Keep it as a natural-language question.

Question: {query}
Rephrased:"""
        }]
    )

    return {
        "keyword": keyword_response.content[0].text.strip(),
        "semantic": semantic_response.content[0].text.strip(),
    }

LangChain Query Rewriting Integration

from langchain_core.prompts import ChatPromptTemplate
from langchain_openai import ChatOpenAI
from langchain_core.output_parsers import StrOutputParser

rewrite_prompt = ChatPromptTemplate.from_messages([
    ("system", """You are an expert at reformulating search queries for a technical knowledge base.
Rewrite the user's question to maximize retrieval effectiveness.
- Make it standalone (no conversational context assumed)
- Use precise technical vocabulary
- Keep it concise but specific"""),
    ("human", "{question}"),
])

rewriter_chain = rewrite_prompt | ChatOpenAI(model="gpt-4o-mini") | StrOutputParser()

# Use in RAG chain
rewritten_query = rewriter_chain.invoke({"question": user_query})
retrieved_docs = retriever.invoke(rewritten_query)

Measuring Rewriting Quality

Don’t assume rewriting helps — measure it:

def evaluate_rewriting(
    test_queries: list[dict],  # [{"original": ..., "expected_doc_id": ...}, ...]
    retriever,
    rewriter,
) -> dict:
    original_recalls = []
    rewritten_recalls = []

    for item in test_queries:
        # Recall with original query
        orig_results = retriever.invoke(item["original"])
        orig_recall = item["expected_doc_id"] in [r.id for r in orig_results]

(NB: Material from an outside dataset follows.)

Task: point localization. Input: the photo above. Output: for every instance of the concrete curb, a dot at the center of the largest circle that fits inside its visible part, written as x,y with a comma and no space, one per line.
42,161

        # Recall with rewritten query
        rewritten = rewriter(item["original"])
        rewrite_results = retriever.invoke(rewritten)
        rewrite_recall = item["expected_doc_id"] in [r.id for r in rewrite_results]

        original_recalls.append(orig_recall)
        rewritten_recalls.append(rewrite_recall)

    return {
        "original_recall": sum(original_recalls) / len(original_recalls),
        "rewritten_recall": sum(rewritten_recalls) / len(rewritten_recalls),
        "improvement": sum(rewritten_recalls) / len(rewritten_recalls)
                     - sum(original_recalls) / len(original_recalls),
    }

2025 Trend: Online Query Rewriting with Feedback

Emerging systems track which retrieved documents the user engaged with (clicked on, referenced in follow-up questions) and use that signal to fine-tune the rewriting model. Queries that led to “good” retrievals reinforce those rewriting patterns; queries that led to irrelevant results penalize them. This creates a self-improving rewriting loop over time.

Query rewriting is often the cheapest high-value improvement you can add to an existing RAG pipeline. A single LLM call to clean up the query can improve retrieval recall by 15–30% on conversational use cases where context dependency is common.